Tale iniziativa, peraltro, “potrebbe essere proprio la ‘risposta tecnico-militare’ che Mosca ha minacciato se l’Occidente avesse rifiutato le sue richieste relative alla sicurezza”.

Continua Baunov: “In una risposta speculare alla NATO, che ha spostato la sua infrastruttura militare vicino ai confini della Russia, la Russia sta spostando la propria verso Kiev e la NATO. Il principio che una potenza che cerca l’uguaglianza si comporterà come le potenze con cui lotta per l’uguaglianza è una delle motivazioni e delle spiegazioni chiave delle azioni della Russia“.

Con la sua iniziativa, Putin ha dimostrato che la Nato non è disposta a mandare i suoi soldati a morire per Kiev, che la Russia non è disposta a subire passivamente minacce alla sua sfera esistenziale e che le risposte che può produrre la controparte sono limitate (cioè le sanzioni) e gestibili da Mosca, mentre meno gestibili saranno per l’Ucraina, che, anche se verrà aiutata economicamente dall’Occidente, rischia il collasso a causa dell’allontanamento degli investimenti.

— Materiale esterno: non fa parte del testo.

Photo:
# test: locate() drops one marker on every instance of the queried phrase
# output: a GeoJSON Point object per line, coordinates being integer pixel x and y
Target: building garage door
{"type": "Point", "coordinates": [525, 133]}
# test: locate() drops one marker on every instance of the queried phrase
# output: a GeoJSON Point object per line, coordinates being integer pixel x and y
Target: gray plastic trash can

Rimodulare l’ordine internazionale

Dopo tale prova di forza, sembrerebbe che il primo obiettivo, cioè il ripristino di un accordo globale con gli Stati Uniti sia impossibile. Invece, secondo Baunov è probabile che quanto avvenuto sia un motivo in più per avviare un dialogo, “almeno, è chiaramente ciò su cui conta il Cremlino”.

Certo, la Russia non può assicurare la prosperità ai cittadini dei regimi amici, come promettono gli Stati Uniti (a volte non mantenendo), ma la sicurezza sì, scrive ancora Baunov e questo è importante per tanti di essi (vedi la Stampa: “Festa nelle strade di Donetsk mentre parla Putin”).

Il riconoscimento del Donbass avrà conseguenza anche in patria, dove da tempo i media si occupano delle sofferenze di questi popoli a causa dagli ucraini. Ciò “doveva essere risolto prima del 2024, cioè della fine del mandato di Putin e, ancora una volta, la Russia ha trovato un modo per essere speculare all’Occidente: se l’Occidente ha salvato l’Ucraina dall’aggressione russa, la Russia ha salvato il Donbass dall’aggressione ucraina”.

“Infine”, conclude Paunov, “nonostante le incomprensioni occidentali sul fatto che il presidente russo stia cercando di ricostruire l’Unione Sovietica, una parte importante del suo discorso è stato in realtà critico verso l’Unione Sovietica. Ciò che il suo discorso ha palesato, invece, è che Putin sta di fatto ricostruendo la Russia e l’ordine internazionale secondo le sue idee di giustizia storica e i mutevoli equilibri di potere”.

Al netto dell’inutile retorica pro o contro Putin, il punto è un altro: dalla fine dell’Unione sovietica il mondo è stato dominato da un’unica potenza. Con l’emergere di Cina e Russia o ha successo il loro ridimensionamento o tale ordine va rimodulato, a meno di un impossibile confronto atomico.

Se ciò non avverrà attraverso un negoziato, si produrrà attraverso le prove di forza. D’altronde anche l’attuale ordine mondiale, dalla prima guerra irachena (1990) in poi, è stato forgiato con la forza (le guerre infinite).